Estimation of divergence times of Brassica crops
The phylogenetic tree containing 54 chloroplast genome sequences in Brassicaceae family (Figure 4) was subjected to estimate the divergence time for these investigated Brassica species, the timetree was conducted by Reltime [37]. It was calibrated referring to two previously estimated divergence times: 30-35 million years ago (Mya) which dated the speciation of genus Aethionema and 25-30 Mya which dated the separation of two large Brassicaceae clades including Arabidopsis and B. napus, respectively [33, 38]. Eucalyptus verrucata was set as the outgroup.

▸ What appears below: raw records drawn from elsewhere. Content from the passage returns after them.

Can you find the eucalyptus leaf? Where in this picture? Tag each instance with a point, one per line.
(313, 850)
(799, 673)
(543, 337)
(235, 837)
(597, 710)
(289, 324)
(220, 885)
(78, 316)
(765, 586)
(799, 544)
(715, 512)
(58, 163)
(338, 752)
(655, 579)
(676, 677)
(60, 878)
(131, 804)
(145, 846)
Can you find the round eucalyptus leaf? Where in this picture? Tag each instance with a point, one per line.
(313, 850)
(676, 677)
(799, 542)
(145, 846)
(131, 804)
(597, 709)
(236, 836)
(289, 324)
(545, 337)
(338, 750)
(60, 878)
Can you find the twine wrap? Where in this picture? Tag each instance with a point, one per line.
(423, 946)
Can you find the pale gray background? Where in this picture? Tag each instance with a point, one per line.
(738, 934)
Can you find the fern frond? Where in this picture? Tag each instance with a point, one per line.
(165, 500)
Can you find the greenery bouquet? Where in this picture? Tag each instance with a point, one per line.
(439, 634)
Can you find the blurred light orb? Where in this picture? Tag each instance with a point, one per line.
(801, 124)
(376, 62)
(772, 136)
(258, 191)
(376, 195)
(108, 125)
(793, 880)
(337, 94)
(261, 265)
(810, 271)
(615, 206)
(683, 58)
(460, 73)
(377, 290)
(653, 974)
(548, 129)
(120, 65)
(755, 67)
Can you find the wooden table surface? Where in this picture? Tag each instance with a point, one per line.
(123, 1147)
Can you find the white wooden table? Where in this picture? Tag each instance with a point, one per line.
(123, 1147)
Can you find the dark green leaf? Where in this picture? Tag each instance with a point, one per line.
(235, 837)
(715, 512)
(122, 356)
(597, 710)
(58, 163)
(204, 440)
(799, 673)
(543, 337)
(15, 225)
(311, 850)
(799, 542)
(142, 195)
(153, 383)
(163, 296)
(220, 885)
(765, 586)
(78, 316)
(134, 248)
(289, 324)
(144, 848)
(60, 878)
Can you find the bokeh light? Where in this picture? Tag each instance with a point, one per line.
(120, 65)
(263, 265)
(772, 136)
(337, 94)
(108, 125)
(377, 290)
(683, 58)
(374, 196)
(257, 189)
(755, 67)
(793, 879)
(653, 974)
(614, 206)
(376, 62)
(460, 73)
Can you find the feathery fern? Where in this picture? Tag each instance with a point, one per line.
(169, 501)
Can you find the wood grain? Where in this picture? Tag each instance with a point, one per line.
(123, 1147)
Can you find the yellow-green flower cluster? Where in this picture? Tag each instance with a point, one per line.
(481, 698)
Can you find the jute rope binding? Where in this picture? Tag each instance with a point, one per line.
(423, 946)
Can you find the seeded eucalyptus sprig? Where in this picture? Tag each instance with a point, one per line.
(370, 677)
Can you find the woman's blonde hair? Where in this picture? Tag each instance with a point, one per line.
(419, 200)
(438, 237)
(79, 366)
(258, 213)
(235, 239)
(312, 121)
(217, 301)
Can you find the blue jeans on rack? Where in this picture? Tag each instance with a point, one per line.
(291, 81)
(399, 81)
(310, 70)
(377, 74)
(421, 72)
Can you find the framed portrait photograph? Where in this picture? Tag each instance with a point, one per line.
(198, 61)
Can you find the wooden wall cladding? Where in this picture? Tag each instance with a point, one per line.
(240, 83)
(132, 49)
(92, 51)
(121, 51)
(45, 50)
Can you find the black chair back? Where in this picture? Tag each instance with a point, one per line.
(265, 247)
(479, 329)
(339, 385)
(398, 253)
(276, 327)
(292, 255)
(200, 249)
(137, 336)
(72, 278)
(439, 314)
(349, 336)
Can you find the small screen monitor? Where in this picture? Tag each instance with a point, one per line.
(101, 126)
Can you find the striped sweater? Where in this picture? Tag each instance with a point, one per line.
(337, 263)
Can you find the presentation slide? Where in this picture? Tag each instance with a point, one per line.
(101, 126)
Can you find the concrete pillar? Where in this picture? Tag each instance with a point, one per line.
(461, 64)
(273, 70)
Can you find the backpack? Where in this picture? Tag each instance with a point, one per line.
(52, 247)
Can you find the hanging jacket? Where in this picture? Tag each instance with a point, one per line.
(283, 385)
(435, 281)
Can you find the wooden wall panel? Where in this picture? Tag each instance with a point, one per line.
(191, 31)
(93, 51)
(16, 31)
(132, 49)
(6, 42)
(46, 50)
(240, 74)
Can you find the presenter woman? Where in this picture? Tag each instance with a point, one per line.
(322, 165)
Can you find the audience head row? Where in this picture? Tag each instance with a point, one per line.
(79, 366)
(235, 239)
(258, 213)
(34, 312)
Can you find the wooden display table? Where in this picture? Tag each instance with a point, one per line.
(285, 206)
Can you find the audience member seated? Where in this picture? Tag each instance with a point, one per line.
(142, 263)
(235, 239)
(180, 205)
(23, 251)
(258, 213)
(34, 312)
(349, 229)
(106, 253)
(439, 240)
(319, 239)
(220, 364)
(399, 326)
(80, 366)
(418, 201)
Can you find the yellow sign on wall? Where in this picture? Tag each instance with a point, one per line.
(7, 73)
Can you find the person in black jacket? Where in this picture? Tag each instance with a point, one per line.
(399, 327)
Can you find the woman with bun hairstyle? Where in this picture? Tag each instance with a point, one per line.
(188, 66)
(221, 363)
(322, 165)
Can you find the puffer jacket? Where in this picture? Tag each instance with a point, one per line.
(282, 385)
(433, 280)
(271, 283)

The obtained timetree (Figure S7) indicated that Aethionema might be an ancient cruciferous genus and there were two major periods for species radiation in Brassicaceae family. During 25-18 Mya, certain genus emerged and separated from each other; and then during the second radiation period (15-6 Mya), most of the genus speciated and formed several large clades. Brassica genus emerged approximately at 4.85 Mya, and began maybe as a kind of B. nigra or B. rapa. Moricandia arvensis, Eruca stivus, Brassicamaurorum, Raphanus sativus and Sinapis arvensis speciated at 3.15 Mya, 2.85 Mya, 2.17 Mya, 2.05 Mya and 1.42 Mya, respectively. The Brassica C-genome species (e.g., B. villosa and B. oleracea) separated from A-genome species (B. rapa) since 1.12 Mya. Three allotetraploid species (B. juncea, B. carinata and B. napus) speciated during the period 0.17-0.01 Mya or much later, which are consistent with the estimated originating time of ~7,500 years ago for B. napus [4] and the cultivation beginning time of ~7,000 years ago for B. juncea [7]. The Brassica tetraploid species are much younger than certain other polyploidy crops, e.g., the emerge of cotton (Gossypium hirsutum) at 1-2 Mya [39, 40] and the emerge of soybean (Glycine max) at 0.8 Mya [41].